A young, impatient man guided us, showing off important parts of the city while rapidly recounting Carcassonne’s history. One of the first things we did was visit the church, or basilica. It’s a grand building, a bit plain on the outside, but with beautiful stained-glass windows and large but faded carvings on the walls.
Every once in a while, three men would start singing acapella near the alter, their voices harmonizing and resonating throughout the church. The building would fall silent as all tourists stopped talking and sat in the pews to listen– the power those young men had was astounding! It was equal parts eerie and moving.
After that, we walked a lot, talked a lot, and were given free time to eat lunch and roam. Although Carcassonne is a tourist attraction for many different reasons, I honestly think someone should mention that it’s pretty much the Candy Capital. Never, in my entire life, have I seen so many candy and sweets stores in such close proximity to one another.
Naturally, this means I spent a lot of money on chocolate. And naturally, that means I ate all the chocolate within a few days. Such is life.
Because we had so much time, I took the chance to walk around the fortress walls. Some parts seemed to be kind of off limits, but, well… if there were no signs or ropes blocking me from entering, why not explore?
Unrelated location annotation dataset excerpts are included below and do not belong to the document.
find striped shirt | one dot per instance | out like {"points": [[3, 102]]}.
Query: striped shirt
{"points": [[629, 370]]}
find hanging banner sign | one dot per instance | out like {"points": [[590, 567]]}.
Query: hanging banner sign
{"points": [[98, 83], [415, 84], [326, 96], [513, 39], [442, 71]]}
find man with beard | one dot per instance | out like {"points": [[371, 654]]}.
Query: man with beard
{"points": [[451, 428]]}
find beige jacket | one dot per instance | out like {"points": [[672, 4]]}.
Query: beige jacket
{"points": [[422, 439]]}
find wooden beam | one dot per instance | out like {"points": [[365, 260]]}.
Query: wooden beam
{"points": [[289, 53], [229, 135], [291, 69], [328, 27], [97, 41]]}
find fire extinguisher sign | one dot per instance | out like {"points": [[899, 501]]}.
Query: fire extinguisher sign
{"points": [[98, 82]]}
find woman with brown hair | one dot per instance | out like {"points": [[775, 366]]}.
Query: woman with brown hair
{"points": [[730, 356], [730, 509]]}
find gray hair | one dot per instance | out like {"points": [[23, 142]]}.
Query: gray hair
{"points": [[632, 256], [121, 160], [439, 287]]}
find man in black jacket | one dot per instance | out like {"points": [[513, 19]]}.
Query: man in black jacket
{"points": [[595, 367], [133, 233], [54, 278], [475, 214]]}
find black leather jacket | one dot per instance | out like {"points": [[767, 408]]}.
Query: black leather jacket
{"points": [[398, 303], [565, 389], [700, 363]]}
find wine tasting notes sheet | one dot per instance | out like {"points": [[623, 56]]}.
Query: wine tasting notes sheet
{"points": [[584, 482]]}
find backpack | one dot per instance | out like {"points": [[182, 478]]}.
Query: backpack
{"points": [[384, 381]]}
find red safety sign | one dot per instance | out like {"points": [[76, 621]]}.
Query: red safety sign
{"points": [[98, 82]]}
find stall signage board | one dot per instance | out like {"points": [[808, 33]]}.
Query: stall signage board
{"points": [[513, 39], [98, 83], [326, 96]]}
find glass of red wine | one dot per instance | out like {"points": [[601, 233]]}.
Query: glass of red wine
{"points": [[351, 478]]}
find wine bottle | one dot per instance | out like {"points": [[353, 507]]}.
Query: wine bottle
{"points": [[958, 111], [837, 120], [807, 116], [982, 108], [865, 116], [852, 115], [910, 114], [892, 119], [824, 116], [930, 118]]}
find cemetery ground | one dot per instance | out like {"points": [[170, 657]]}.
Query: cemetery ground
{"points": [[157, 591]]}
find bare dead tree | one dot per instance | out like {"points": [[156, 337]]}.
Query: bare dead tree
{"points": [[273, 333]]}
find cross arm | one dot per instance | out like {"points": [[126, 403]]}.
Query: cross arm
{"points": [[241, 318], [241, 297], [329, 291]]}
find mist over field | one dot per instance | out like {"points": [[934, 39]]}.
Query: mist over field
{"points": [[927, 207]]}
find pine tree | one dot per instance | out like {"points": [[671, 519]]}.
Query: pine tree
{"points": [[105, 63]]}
Along my walk, I saw a crumbling staircase. It seemed like it had been chained off at one point, but the chain was broken when I got there. Of course, that meant I had permission to climb up. As you can see, it didn’t lead to an incredibly high part of the wall, but it did gave me a nice view of the city below.
And with a group of students, I did visit the aforementioned museum of torture– a small little building that you would miss if not for tall, armored knight standing outside its ivy-covered walls. Although we were able to laugh because we’re so far removed from that time period, the whole thing was fascinating in a very uncomfortable way. There are a surprising amount of woman-specific torture devices that come from the middle ages, but in general, it made me shutter to think of any person being subjected to the kind of violence that seemed normal back then.
Since I needed to clear my head after walking through the museum’s “torture garden,” I ended up finding a sweet little tea shop on a street corner. Besides the occasional tin of candied flower petals, the shelves were stacked with tea cups, tea pots, tea plates, and tea leaves. It seemed obvious that I would buy something after ten minutes, so I even received a freshly brewed cup! And if you know me, then you know I can’t resit tea, so I did buy just a little bit…
We had to leave not too long after that in order to make it back to Montpellier before dark. Overall it was a lovely trip, and I’m glad I had the chance to go.
One of the things I can’t get over is just how gorgeous Carcassonne is. The gray walls, the history, the quaint shop fronts, the cobblestone paths– all of it make Carcassonne irresistible. Although it’s a bit far, I’m genuinely considering going back, if only to talk to the wonderful shopkeepers or to buy a bit more chocolate.
Since break is here, I’ll to explore the city a little more, take some nice pictures for once, and maybe attend a conversation exchange or two. Oh, and probably do classwork.
For the most part, though, I can just relax…. There’s nothing like doing nothing, right?